The ideal would be to find some way to incorporate new rules into a
GA/Perceptron-line mechanism, perhaps a Perceptron run which a)
assumes whatever hit frequency applied to the last full scoring run,
b) freezes all scores in all score sets according to the most recent
distribution, and then c) incorporates an sa-update scoring run and
calculates appropriate scores for the new rules.

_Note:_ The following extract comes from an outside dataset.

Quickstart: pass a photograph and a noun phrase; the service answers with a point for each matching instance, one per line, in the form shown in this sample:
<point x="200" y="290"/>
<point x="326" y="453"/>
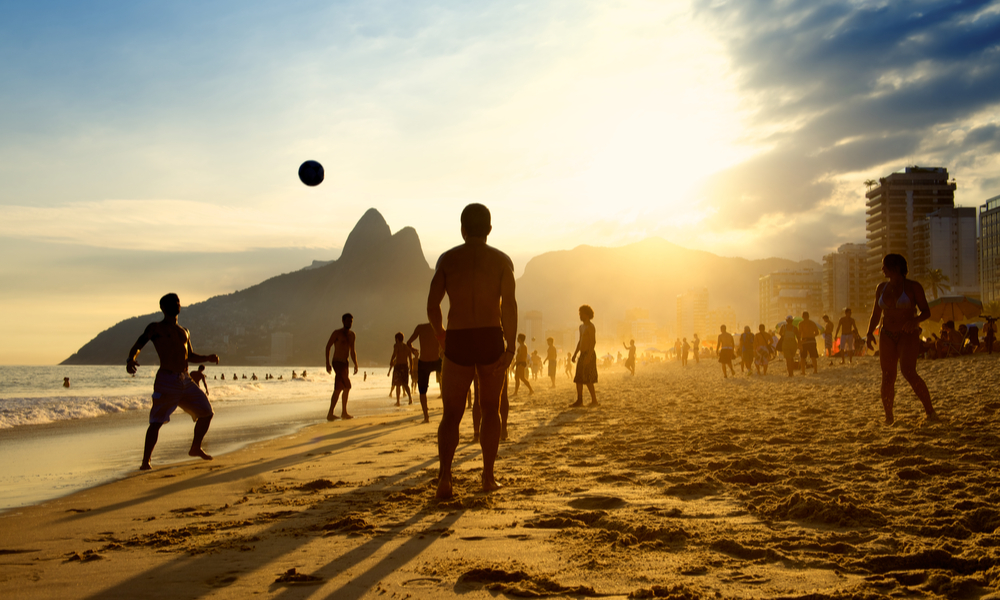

If that's not practical, then perhaps we can use some standardized
algorithms to determine provisional scores. The algorithms we use
for general purpose rules within SARE seem to work very well, adding
significantly to spam scores without causing any significant number of
FPs.

Would it be appropriate for me to post those algorithms in the wiki
as part of a "scoring" discussion? I'm thinking this could easily grow
to warrant a page of its own...

Bob Menschel




Re: Streamlining Rules Process

Posted by Daniel Quinlan <qu...@pathname.com>.
Robert Menschel <Ro...@Menschel.net> writes:

> One item not mentioned on this page yet is how to score rules going to
> either core and rapid distribution such as via sa-update or going to
> the extra rule sets.

Current practice is that new rules temporarily get the default score of
1.0.  We plan to rescore much more often in the future, though.  The new
scoring method makes it much easier and once we get the kinks worked
out, I think we'll be able to do it much more often than we have in the
past.

One option to bridge the gap would be to score new rules based on a
nightly run using the more limited corpora of a nightly run.  This would
be done by setting old rules' scores to be immutable and only scoring
the new ones.  That would not be too hard and would be more accurate
than any estimation technique.  There is definitely a correlation
between hit rates, S/O ratio, RANK, etc. to the ultimate
perceptron-generated score, but the correlations are not all that high,
unfortunately.

> The ideal would be to find some way to incorporate new rules into a
> GA/Perceptron-line mechanism, perhaps a Perceptron run which a)
> assumes whatever hit frequency applied to the last full scoring run,
> b) freezes all scores in all score sets according to the most recent
> distribution, and then c) incorporates an sa-update scoring run and
> calculates appropriate scores for the new rules.  [...]

Ah, very good.  I should have read your entire message.  ;-)
 
-- 
Daniel Quinlan
http://www.pathname.com/~quinlan/